Recently, evaluations of registry data on symptom frequency and symptomatic treatment patterns showed that fatigue is one of the most common symptoms. This has only been analysed in smaller cohorts38 but is of high importance as fatigue impacts patients well-being and employment30. Through GMSR’s participation in international projects, insights and comparison of data of PwMS from other countries and healthcare systems, such as employment statuses23, time until the initiation of a DMT22 and validation of secondary progressive MS classification methods39 were gained.

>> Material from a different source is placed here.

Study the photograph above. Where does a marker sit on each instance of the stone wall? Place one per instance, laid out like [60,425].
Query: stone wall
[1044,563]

However, the GMSR suffers from certain biases and limitations. The registry is not population-based. To date, there is no legal obligation to report MS cases in Germany. The introduction of an obligation would contribute to completeness of the registry’s data and nationwide coverage. PwMS are treated in all areas of care (e.g. general practioners, urologist etc.) and are therefore not always seen regularly in a specialised neurologic unit, thus a legal obligation like in cancer would ensure the completeness. As the registry focuses on neurological care providers of special experience in the treatment of PwMS, the proportion of clinically diagnosed RRMS cases is higher than presented in the German statutory claims data. Our estimations show that since its revision in 2014, the registry has captured more than 33,000 PwMS resulting in about one-third of the PwMS seen in the participating centres. If data from the prior registry data collection, commenced at the turn of the century, is included, the coverage of the GMSR reaches more than 73,000 PwMS. On annual basis the participating specialised centres treat roundabout one-third of the prevalent German MS-population. Especially PwMS suffering from progressive disease courses tend to seek neurological expertise less often, possibly explaining their underrepresentation in the GMSR. However, by including PwMS from specialised rehabilitation centres, the GMSR still captures a higher percentage of the progressive patients than if it would just recruit from outpatient facilities40.

Recent research on the conversion of RRMS into SPMS within the GMSR and other registries showed that significant amounts of patients might be clinically labelled as RRMS while still receiving DMTs although objective algorithms would judge the disease course differently27.

With legal barriers in place that make the inclusion of under-age PwMS quite challenging and specific paediatric data collections already in place it was decided in the conception phase of the GMSR to allow registry entry only to adult PwMS. Paediatric MS patients are often treated in different settings than adult MS-patients. However, the informed consent allows the collection of retrospective data from patients and paediatric onset MS patients are included after their 18th birthday in the GMSR41,42.

With no public funding for maintaining a long-term operation of a data source like the GMSR, funding remains a challenge that cannot be solely covered by the patient society. The GMSR has therefore started to involve the industry for funding. The extension of the dataset by the pharmacovigilance module was an important step for the use of registry data in non-interventional PASS, which was promoted by the EMA43. This may reduce costs, increase transparency, and create confidence in the value of pharmacotherapy of MS.